Il dottore sorrise: “Non hai torto, Foret. In fondo, le decisioni dell’Onnipotente son imperscrutabili. È Lui che ha deciso di incarnarsi in un frugoletto, no?”

“Come no!” gridò Gobemouche “E i padri eterni fanno i figli crocifissi!”

“Piano, piano, poeta dei cenci” invitò il dottore “Se fra Etienne fosse con noi direbbe che sei un miscredente e senzadio, e non è proprio il caso. Il Graal si sceglie le buone compagnie, ama i puri di cuore. Se inizi offendendogli il padre, quello si trincera dietro porte di ferro con davanti uno spiegamento di Guardie Reali, e non si fa trovare. Mostrati puro di cuore, Michel!”

“Segaossa, mi state dicendo che bisogna domandarlo al sovrano. Fatemi indovinare chi è che dovrà domandare a Luigi XVI di Borbone, della dinastia dei Capetingi, sovrano assoluto di Francia, se gentilmente ci consegna ciò che rende il suo potere stabile in eterno?”

“Purtroppo” sospirò con genuino rimpianto il medico “sei la nostra unica carta da giocare. Ti nasconderai nella Reggia, uscirai col favore delle tenebre, penetrerai nei Reali appartamenti, convincerai Sua Maestà a consegnarti il Graal. Se dovessi fallire sarà solo perché il Graal non ti ha scelto. A quel punto, io dirò di essere stato ingannato, Foret fingerà di non averti mai visto e tu raccomanderai a Dio la tua anima, che a Lui volerà entro breve tempo per una ventina di reati commessi in una volta sola”.

“Bella prospettiva!” ripeté Gobemouche, toccandosi il collo senza pensare “L’unica consolazione è l’idea che, dopo che io sarò morto, il divin marchese sarà così infuriato che vi impalerà tutti quanti, e i vostri pezzi più cari se li mangerà, con un piatto di fave e buon rosso!”

“Io so come fare a fingere di non averti conosciuto mai!” disse Foret, candido candido.

“E bravo il nostro ragazzo!” sbottò, il poeta, ma senza rancore.

“Orsù, Gobemouche, un po’ di fatalismo. Potremmo anche riuscire. C’è stata una combinazione di fattori così raffinata nella sua assoluta mancanza di logica che potrebbe essere un segno della divina benevolenza. In un giorno, potremmo fare ciò che non è stato fatto in saecula  saeculorum. O almeno così sostiene il nostro prete, dopo aver parlato con Qualcuno Molto In Alto, non so con chi né in che modo. Fra Etienne nasconde dei misteri, dei misteri e dei segreti: lo hai sentito, quel Latour? Ci provava un gran gusto, a provocare il frate, e mi sembrava di sentire una velata sfumatura di paura…”

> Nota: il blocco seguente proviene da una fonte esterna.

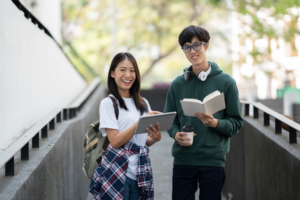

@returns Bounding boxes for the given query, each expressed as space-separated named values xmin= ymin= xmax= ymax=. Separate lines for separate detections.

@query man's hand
xmin=195 ymin=112 xmax=219 ymax=128
xmin=175 ymin=132 xmax=196 ymax=147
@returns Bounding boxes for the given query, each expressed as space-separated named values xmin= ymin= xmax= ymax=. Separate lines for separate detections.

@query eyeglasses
xmin=181 ymin=42 xmax=206 ymax=53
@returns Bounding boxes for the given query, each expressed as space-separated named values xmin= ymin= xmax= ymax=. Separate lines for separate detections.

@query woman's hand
xmin=147 ymin=122 xmax=161 ymax=142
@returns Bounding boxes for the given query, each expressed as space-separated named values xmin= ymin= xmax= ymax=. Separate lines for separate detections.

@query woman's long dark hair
xmin=107 ymin=52 xmax=148 ymax=115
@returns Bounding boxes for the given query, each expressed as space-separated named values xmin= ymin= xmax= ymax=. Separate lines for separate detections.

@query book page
xmin=204 ymin=93 xmax=226 ymax=114
xmin=203 ymin=90 xmax=221 ymax=103
xmin=183 ymin=98 xmax=202 ymax=103
xmin=180 ymin=100 xmax=204 ymax=117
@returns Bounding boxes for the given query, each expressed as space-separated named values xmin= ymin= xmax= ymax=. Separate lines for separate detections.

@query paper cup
xmin=186 ymin=132 xmax=194 ymax=144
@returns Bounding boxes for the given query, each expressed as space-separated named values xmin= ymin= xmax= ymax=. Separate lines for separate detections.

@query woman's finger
xmin=157 ymin=122 xmax=160 ymax=132
xmin=150 ymin=125 xmax=156 ymax=132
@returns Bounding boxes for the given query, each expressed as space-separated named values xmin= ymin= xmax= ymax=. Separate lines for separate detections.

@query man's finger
xmin=150 ymin=125 xmax=156 ymax=132
xmin=151 ymin=110 xmax=162 ymax=114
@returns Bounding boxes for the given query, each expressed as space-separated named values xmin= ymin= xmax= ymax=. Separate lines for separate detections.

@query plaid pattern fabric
xmin=90 ymin=142 xmax=154 ymax=200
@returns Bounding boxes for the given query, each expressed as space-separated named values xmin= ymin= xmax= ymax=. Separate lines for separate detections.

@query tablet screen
xmin=135 ymin=112 xmax=176 ymax=134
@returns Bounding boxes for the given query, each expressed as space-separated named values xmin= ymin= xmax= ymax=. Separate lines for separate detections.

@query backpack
xmin=82 ymin=96 xmax=119 ymax=182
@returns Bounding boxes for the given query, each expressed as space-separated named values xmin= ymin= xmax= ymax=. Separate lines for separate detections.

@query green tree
xmin=63 ymin=0 xmax=229 ymax=85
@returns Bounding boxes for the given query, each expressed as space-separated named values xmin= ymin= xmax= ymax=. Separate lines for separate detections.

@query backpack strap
xmin=108 ymin=96 xmax=119 ymax=120
xmin=102 ymin=96 xmax=119 ymax=151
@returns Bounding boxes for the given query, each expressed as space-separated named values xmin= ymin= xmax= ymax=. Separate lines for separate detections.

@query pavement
xmin=86 ymin=131 xmax=226 ymax=200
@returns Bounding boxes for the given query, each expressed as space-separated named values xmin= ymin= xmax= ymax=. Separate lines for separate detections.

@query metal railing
xmin=240 ymin=101 xmax=300 ymax=144
xmin=0 ymin=77 xmax=100 ymax=176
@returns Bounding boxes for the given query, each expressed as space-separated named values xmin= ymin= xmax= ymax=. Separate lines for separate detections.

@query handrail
xmin=0 ymin=108 xmax=62 ymax=173
xmin=240 ymin=100 xmax=300 ymax=144
xmin=0 ymin=77 xmax=100 ymax=176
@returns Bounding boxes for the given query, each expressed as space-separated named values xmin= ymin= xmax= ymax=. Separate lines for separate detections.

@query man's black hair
xmin=179 ymin=25 xmax=210 ymax=46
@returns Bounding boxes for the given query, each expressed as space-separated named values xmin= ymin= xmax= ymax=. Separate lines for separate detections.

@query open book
xmin=180 ymin=90 xmax=226 ymax=116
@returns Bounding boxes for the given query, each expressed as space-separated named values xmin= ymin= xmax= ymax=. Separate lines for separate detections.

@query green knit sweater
xmin=164 ymin=62 xmax=243 ymax=167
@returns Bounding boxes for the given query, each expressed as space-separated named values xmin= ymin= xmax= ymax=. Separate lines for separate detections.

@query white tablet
xmin=134 ymin=112 xmax=176 ymax=134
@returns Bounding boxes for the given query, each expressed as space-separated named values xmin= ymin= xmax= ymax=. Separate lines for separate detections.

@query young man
xmin=164 ymin=25 xmax=243 ymax=200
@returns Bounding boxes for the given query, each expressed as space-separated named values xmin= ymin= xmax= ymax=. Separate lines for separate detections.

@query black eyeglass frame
xmin=181 ymin=42 xmax=207 ymax=53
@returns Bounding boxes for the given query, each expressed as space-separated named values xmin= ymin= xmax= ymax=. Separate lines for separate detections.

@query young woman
xmin=90 ymin=53 xmax=161 ymax=200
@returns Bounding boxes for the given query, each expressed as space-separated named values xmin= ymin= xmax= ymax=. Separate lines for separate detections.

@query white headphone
xmin=198 ymin=63 xmax=211 ymax=81
xmin=184 ymin=62 xmax=211 ymax=81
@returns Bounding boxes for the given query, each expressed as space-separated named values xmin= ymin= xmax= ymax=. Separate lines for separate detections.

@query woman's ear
xmin=110 ymin=71 xmax=115 ymax=78
xmin=204 ymin=43 xmax=209 ymax=51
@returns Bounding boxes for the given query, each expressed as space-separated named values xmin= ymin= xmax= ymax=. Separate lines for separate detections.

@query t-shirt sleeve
xmin=99 ymin=98 xmax=119 ymax=137
xmin=144 ymin=98 xmax=151 ymax=115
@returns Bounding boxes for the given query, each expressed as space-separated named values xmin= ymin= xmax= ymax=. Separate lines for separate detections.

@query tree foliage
xmin=63 ymin=0 xmax=229 ymax=85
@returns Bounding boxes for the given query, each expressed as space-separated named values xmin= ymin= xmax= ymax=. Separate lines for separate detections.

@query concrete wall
xmin=257 ymin=99 xmax=283 ymax=113
xmin=293 ymin=104 xmax=300 ymax=124
xmin=223 ymin=117 xmax=300 ymax=200
xmin=20 ymin=0 xmax=62 ymax=44
xmin=0 ymin=87 xmax=106 ymax=200
xmin=0 ymin=0 xmax=86 ymax=152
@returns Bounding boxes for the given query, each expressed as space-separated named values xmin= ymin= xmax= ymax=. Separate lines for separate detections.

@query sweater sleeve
xmin=164 ymin=85 xmax=180 ymax=138
xmin=212 ymin=84 xmax=244 ymax=137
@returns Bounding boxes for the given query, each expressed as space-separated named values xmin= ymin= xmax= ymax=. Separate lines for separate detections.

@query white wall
xmin=20 ymin=0 xmax=62 ymax=44
xmin=0 ymin=0 xmax=86 ymax=151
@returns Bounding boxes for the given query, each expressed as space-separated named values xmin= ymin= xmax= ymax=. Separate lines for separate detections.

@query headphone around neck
xmin=183 ymin=62 xmax=211 ymax=81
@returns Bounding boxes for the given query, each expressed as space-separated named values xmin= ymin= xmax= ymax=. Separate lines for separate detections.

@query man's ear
xmin=110 ymin=71 xmax=115 ymax=78
xmin=205 ymin=43 xmax=209 ymax=51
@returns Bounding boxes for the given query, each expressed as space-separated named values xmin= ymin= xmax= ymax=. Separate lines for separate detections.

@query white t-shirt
xmin=99 ymin=95 xmax=151 ymax=180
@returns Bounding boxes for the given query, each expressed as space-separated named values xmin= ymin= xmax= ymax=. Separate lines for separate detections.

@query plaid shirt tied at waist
xmin=90 ymin=142 xmax=154 ymax=200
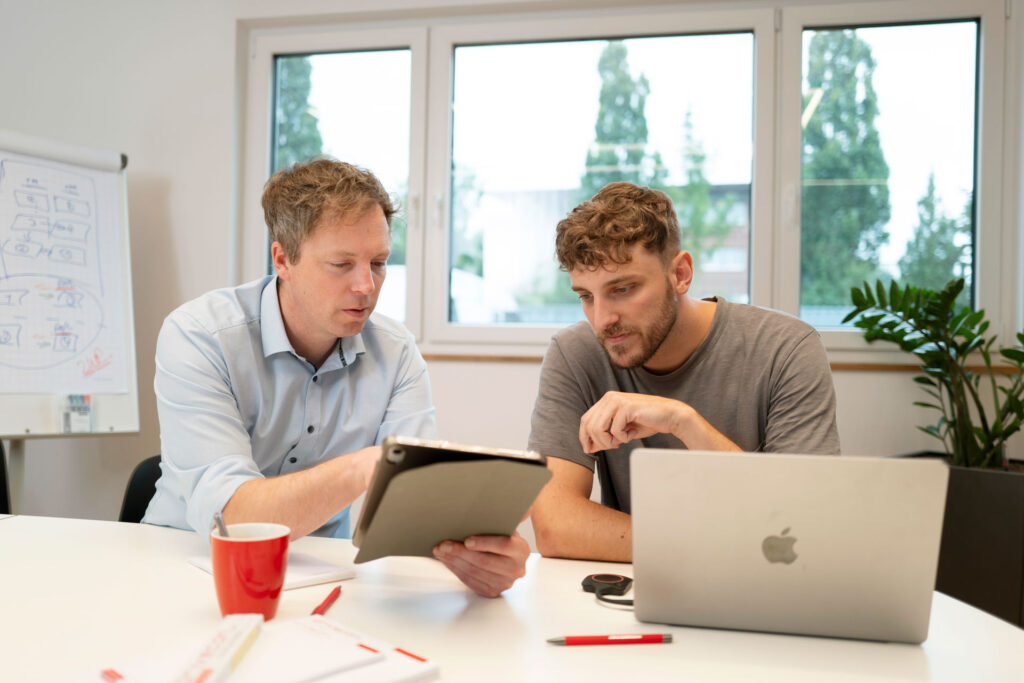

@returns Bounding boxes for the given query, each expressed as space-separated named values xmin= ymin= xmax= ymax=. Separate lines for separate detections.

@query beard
xmin=597 ymin=282 xmax=679 ymax=370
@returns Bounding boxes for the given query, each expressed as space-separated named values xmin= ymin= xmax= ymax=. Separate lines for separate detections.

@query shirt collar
xmin=259 ymin=275 xmax=295 ymax=358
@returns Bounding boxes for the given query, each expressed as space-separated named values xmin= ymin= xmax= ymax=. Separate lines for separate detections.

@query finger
xmin=434 ymin=541 xmax=518 ymax=597
xmin=465 ymin=531 xmax=529 ymax=565
xmin=608 ymin=408 xmax=633 ymax=443
xmin=580 ymin=405 xmax=611 ymax=453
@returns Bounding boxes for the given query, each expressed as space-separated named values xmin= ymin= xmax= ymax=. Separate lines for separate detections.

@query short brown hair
xmin=555 ymin=182 xmax=679 ymax=271
xmin=262 ymin=156 xmax=397 ymax=262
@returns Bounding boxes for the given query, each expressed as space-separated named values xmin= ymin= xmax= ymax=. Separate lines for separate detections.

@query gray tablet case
xmin=352 ymin=436 xmax=551 ymax=564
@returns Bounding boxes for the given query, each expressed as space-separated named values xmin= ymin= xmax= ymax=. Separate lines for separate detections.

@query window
xmin=243 ymin=0 xmax=1022 ymax=361
xmin=800 ymin=20 xmax=978 ymax=327
xmin=272 ymin=49 xmax=411 ymax=321
xmin=449 ymin=33 xmax=754 ymax=325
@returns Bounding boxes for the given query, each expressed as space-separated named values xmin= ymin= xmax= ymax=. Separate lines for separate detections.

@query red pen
xmin=548 ymin=633 xmax=672 ymax=645
xmin=311 ymin=586 xmax=341 ymax=616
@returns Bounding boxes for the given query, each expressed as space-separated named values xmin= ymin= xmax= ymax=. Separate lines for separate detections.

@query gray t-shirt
xmin=529 ymin=297 xmax=839 ymax=513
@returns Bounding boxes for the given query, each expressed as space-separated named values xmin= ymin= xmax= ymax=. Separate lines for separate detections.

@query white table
xmin=0 ymin=515 xmax=1024 ymax=683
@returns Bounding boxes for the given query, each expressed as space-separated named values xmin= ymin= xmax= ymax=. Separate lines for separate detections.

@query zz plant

“Se volete vedere una paura meno sfumata, non avete che da guardare me ora!”

“Bene” tagliò corto Lassone “Siamo arrivati. Unica raccomandazione: niente stupidaggini. Sangue freddo nelle vene. E tu, Foret, devi parlare il meno possibile. E se dovessi vedere una farfalla, lasciala lì”

Il ragazzo annuì, tutto serio.

 
  1. Purtroppo non mia – ma neppure di  Sade – cfr. C. Baudelaire, Al lettore, l’incipit dei Fiori del male; verrebbe voglia di citarlo tutto, questo fiore.
  2. Justine, p. 567 in D.A.F. de Sade, OPERE, cit.